Este caso de la vida irreal, me sirve de pie para reflexionar sobre aquellas cosas que consideramos obvias para otras personas y en realidad son obvias sólo para nosotros. Muchas discusiones en casa surgen por esta causa y requieren de un buen ejercicio de comunicación para ser evitadas. Personalmente y sin afán de hacerme la víctima, he sentido a veces injusta una llamada de atención por realizar una actividad de manera equivocada, cuando la raíz de ello no está en mi intención sino en una falla de comunicación.

Dentro de todos los temas que involucra el diálogo como el mejor ejercicio de comunicación humana, hoy me detengo en un solo punto: lo obvio. Y al respecto mi experiencia me dicta una fórmula sencilla: nada es obvio. Cuando comunicamos ideas o instrucciones, muchas veces consideramos que algunos conceptos o conocimientos que nosotros tenemos los tienen todos los demás. En el caso con que abrimos la charla de hoy, Blanca consideró obvio que “rallar” implicaba el uso de una herramienta de cocina destinada a generar ralladura de queso, sin embargo el concepto no existe en la experiencia de Chuy, quien en cambio, domina el arte de “rayar“en cuadernos y pizarrones.

Si bien las indicaciones pueden entenderse distinto al mantener obviedades, es todavía más delicado el tema cuando se aplica a las emociones, pues en ese caso estaremos ante el reto de adivinar un sentimiento o una emoción que a simple vista no logramos identificar, es más: se disfraza de enojo o de otra cosa. Esto conlleva el riesgo de equivocarnos en nuestra interpretación y provocar una discusión o lastimar los sentimientos de los integrantes de nuestra familia. No te permitas mal interpretar una actitud, una emoción o una reacción de algún integrante de tu familia. Acércate e involúcrate para descubrir la realidad detrás de las posibles máscaras utilizadas para ocultar los sentimientos más profundos. Con diligencia y con paciencia acompaña a los tuyos haciéndoles sentir seguros y ofreciendo lo mejor de ti: tu amor.

Si es tu caso, exprésate con la mayor claridad posible y no disfraces la tristeza o el miedo con enojo o hermetismo, pues ello no aportará nada a la sana convivencia familiar. Muchas veces ocultamos nuestras angustias e inquietudes detrás de un rostro huraño o con actitudes exageradas que no permiten a los demás interpretar nuestro sentimiento, mientras que para nosotros, debería ser obvio.

El papa Francisco, en Amoris laetitia 137 nos comparte: “Muchas veces uno de los cónyuges no necesita una solución a sus problemas, sino ser escuchado. Tiene que sentir que se ha percibido su pena, su desilusión, su miedo, su ira, su esperanza, su sueño”. Esta actitud de escucha empática, paciente y diligente, debe ser aplicada no solo al cónyuge sino a todos los integrantes de la familia.

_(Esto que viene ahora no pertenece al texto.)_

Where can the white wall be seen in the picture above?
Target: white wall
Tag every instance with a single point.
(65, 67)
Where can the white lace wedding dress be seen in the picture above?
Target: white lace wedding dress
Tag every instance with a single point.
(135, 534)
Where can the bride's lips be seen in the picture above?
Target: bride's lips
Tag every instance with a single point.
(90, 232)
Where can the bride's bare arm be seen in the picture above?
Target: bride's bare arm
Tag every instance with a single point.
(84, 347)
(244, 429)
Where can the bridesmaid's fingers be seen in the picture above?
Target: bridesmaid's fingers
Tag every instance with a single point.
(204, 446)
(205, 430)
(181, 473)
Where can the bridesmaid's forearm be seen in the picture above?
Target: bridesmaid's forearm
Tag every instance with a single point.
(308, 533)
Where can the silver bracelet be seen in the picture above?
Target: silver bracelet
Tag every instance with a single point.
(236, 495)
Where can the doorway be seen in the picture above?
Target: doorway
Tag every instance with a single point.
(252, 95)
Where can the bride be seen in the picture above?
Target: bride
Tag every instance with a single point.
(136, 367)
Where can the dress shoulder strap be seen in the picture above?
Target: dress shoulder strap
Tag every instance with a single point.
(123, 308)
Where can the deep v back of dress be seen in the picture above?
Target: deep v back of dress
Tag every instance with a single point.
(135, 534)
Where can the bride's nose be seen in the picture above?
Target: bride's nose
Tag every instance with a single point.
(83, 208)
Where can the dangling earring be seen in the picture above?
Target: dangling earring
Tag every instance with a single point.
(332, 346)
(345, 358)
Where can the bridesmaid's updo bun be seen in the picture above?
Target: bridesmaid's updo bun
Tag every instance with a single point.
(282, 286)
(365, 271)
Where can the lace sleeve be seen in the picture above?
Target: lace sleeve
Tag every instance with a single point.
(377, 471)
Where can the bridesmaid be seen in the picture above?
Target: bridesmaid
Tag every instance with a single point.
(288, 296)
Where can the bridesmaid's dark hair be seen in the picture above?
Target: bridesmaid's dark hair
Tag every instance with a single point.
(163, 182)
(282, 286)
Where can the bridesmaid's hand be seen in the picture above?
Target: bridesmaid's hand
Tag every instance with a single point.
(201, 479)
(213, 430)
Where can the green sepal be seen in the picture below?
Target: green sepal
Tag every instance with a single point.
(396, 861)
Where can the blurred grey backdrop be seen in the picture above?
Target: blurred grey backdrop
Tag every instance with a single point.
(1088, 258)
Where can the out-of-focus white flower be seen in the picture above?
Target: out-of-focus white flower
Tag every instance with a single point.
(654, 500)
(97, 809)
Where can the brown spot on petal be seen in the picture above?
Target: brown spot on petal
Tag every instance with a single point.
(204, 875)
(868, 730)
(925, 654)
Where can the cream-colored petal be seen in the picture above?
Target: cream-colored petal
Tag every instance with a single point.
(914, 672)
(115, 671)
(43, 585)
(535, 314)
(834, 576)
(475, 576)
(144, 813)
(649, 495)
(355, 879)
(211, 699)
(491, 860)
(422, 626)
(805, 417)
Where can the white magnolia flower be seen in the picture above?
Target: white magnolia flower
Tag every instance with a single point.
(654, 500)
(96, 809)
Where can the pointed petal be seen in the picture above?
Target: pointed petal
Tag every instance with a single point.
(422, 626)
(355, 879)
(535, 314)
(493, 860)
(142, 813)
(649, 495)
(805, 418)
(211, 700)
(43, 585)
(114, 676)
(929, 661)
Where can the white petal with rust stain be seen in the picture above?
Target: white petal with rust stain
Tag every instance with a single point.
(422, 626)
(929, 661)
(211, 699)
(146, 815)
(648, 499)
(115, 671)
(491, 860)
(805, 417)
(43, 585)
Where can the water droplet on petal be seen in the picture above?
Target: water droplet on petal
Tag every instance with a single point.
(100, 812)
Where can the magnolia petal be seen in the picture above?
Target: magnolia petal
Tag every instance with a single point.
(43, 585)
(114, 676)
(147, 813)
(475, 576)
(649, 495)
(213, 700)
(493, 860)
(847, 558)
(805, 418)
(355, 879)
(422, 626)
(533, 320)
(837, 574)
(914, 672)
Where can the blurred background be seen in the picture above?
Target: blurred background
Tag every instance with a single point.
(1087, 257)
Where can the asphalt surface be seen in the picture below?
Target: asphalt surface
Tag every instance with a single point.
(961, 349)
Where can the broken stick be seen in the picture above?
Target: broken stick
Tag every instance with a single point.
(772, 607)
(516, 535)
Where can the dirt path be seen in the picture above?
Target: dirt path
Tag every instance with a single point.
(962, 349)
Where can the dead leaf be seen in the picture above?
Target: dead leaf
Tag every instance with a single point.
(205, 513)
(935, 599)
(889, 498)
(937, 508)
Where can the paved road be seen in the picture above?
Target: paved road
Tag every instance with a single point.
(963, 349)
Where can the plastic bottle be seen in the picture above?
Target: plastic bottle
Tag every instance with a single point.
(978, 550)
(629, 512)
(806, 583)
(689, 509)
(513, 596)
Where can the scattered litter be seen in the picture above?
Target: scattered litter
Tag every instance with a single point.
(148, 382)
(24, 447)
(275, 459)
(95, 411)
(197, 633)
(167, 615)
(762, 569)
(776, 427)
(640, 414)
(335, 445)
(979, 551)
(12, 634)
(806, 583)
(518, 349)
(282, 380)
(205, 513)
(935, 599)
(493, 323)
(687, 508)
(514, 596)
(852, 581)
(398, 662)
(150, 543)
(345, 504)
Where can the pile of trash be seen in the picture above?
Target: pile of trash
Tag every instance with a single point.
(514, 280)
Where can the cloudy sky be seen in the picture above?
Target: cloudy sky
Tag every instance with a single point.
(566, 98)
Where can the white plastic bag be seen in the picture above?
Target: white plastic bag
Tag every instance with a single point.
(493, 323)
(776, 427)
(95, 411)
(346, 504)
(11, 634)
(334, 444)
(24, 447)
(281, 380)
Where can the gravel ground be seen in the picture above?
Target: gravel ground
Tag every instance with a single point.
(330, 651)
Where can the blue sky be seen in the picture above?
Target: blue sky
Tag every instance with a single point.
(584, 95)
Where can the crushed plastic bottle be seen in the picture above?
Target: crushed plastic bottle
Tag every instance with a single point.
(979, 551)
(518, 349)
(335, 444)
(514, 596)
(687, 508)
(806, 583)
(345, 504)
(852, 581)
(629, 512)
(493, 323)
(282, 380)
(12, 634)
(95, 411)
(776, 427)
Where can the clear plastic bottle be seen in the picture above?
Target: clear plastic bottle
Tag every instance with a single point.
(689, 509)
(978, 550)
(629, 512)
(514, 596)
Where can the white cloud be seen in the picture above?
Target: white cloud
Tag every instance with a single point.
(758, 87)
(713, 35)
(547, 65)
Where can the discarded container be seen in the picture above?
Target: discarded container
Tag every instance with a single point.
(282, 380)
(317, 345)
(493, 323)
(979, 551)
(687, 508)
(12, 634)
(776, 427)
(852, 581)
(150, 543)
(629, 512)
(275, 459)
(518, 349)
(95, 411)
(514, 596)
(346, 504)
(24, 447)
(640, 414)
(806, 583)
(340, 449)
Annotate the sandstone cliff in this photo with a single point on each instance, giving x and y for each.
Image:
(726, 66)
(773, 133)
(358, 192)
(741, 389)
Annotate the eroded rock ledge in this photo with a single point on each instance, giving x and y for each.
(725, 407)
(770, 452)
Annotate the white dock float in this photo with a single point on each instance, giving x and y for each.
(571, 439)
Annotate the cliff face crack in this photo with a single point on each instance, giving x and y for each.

Desarrollemos el hábito de dar una real importancia a lo que expresa el otro, y al mismo tiempo, de asegurarnos que lo expresado por nosotros (como “rallar el queso”), es completamente entendido por la otra persona. No olvides que, cuando nos sentimos amados, logramos expresarnos mejor y hacernos entender.

Que el Espíritu Santo nos ilumine en el camino que conduce al corazón de nuestros seres queridos para presentarnos todos juntos ante el Padre.